The amendment was motivated by an ongoing lawsuit against two faith-based organizations that received state funding to provide substance abuse for prison parolees. But the argument that killed the amendment was made by the state's teachers' union, which said the measure would have allowed funding for school vouchers by allowing state funds to go to religious schools.
About 38 states have similar constitutional provisions, commonly called "Blaine Amendments," which explicitly prohibit public funds from going to "sectarian schools."
Lori Windham, general counsel at the Becket Fund for Religious Liberty, said some state legislatures, like Florida, are considering repeals of the amendments.
The amendments — named after former U.S. House Speaker James Blaine who in 1875 unsuccessfully tried to amend the federal Constitution with the same restriction on public funding — were popular in states where anti-Catholic sentiment was strong.

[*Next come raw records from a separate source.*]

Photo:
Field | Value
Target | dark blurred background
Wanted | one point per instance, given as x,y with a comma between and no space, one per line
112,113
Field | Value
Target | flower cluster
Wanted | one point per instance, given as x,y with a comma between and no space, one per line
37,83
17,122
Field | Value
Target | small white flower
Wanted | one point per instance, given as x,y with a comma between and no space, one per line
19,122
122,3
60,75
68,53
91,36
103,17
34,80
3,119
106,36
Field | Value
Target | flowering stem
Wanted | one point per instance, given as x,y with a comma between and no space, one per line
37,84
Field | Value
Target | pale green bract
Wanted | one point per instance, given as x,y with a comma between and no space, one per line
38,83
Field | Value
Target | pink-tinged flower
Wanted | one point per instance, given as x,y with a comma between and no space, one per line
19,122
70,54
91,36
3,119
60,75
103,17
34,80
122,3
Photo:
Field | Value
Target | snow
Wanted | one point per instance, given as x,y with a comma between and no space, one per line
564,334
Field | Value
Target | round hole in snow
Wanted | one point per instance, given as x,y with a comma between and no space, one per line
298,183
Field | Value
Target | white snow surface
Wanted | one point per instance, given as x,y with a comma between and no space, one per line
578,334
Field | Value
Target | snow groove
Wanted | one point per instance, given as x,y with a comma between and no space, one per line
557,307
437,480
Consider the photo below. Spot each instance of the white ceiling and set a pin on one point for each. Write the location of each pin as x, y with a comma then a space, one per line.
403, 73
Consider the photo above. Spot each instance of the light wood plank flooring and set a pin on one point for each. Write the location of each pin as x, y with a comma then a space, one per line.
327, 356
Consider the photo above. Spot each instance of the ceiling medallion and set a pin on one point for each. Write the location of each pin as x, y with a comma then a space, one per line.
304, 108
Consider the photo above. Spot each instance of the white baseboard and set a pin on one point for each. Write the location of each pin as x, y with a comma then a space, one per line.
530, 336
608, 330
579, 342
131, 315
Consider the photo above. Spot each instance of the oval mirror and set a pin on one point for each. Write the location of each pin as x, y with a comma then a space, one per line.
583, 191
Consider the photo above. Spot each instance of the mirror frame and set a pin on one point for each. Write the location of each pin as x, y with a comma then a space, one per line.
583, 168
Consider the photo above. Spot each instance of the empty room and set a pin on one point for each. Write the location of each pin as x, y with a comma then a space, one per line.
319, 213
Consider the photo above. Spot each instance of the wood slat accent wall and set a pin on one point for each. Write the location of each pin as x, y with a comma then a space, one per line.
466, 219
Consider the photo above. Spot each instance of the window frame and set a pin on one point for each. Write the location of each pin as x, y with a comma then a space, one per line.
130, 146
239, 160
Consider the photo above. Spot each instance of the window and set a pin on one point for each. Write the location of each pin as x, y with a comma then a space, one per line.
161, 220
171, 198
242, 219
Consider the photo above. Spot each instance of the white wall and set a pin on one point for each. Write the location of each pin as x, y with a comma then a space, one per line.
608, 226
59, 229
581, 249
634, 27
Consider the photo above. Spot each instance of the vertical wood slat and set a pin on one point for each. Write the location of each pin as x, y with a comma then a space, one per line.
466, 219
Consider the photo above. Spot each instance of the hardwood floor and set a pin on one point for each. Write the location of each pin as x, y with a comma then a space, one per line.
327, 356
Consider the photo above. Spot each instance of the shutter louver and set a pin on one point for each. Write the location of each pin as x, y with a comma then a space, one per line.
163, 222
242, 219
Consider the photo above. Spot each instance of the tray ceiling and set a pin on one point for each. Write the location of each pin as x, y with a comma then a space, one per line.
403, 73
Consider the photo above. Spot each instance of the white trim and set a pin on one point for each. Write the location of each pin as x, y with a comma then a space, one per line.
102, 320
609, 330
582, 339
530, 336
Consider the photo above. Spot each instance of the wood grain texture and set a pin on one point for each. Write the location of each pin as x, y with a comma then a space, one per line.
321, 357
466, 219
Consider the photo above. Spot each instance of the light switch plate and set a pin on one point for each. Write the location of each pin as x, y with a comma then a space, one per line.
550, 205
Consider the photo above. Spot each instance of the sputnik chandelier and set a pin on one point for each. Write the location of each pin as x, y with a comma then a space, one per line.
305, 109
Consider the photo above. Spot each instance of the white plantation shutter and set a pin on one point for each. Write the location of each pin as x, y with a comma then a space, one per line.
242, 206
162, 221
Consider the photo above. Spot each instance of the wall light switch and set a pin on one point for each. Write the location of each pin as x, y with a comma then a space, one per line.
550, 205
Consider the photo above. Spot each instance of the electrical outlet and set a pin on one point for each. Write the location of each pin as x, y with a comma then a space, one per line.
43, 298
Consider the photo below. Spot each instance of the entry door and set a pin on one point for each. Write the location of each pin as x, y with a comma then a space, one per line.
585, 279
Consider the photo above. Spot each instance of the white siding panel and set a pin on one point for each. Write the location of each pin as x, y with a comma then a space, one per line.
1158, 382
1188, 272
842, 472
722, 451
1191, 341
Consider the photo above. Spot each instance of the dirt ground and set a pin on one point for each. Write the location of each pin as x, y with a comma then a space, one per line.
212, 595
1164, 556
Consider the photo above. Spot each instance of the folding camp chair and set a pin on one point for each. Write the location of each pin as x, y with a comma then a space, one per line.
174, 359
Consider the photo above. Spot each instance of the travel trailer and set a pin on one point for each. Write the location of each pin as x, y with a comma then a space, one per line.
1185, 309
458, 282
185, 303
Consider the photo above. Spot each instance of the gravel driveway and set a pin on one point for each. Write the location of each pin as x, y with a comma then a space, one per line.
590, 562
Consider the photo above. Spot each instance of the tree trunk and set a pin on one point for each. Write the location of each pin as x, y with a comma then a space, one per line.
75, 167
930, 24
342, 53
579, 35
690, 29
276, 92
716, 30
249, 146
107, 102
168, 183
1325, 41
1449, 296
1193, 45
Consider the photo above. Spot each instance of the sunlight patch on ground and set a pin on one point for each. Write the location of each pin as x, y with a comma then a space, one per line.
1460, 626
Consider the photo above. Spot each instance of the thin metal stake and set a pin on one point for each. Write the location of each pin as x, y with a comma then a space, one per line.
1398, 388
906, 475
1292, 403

The provisions prevented Irish Catholic immigrants from influencing the public school systems, which were largely Protestant at the time.
Despite the unsavory history of the amendments, they have been an effective tool for opponents of school vouchers and secularist groups that want to block government funding to religious organizations providing social services.
De Dora said the secularists' opposition to religious organizations receiving public funding for social services stems from the fact that faith-based groups receive exemptions to rules that other nonprofit groups have to comply with. In particular, faith-based groups are exempt from rules that go against the groups' religious beliefs.
Another issue that could surface in statehouses is laws that allow public school credit for released-time religious education.
Windham said that the Supreme Court in November denied an appeal of a 4th Circuit Court ruling in a South Carolina case that found off-campus religion classes taken during school hours can receive the same credit as off-campus non-religion classes offered in the public school system.
Windham said the Becket Fund has already received several calls from state lawmakers around the country asking whether the ruling opens the door for similar released-time policies in other states.
"This is an area where we could see more battles over religious education and parental and student choice," she said. "Now that we have that case decided, it is possible we will see more of those kinds of laws being passed."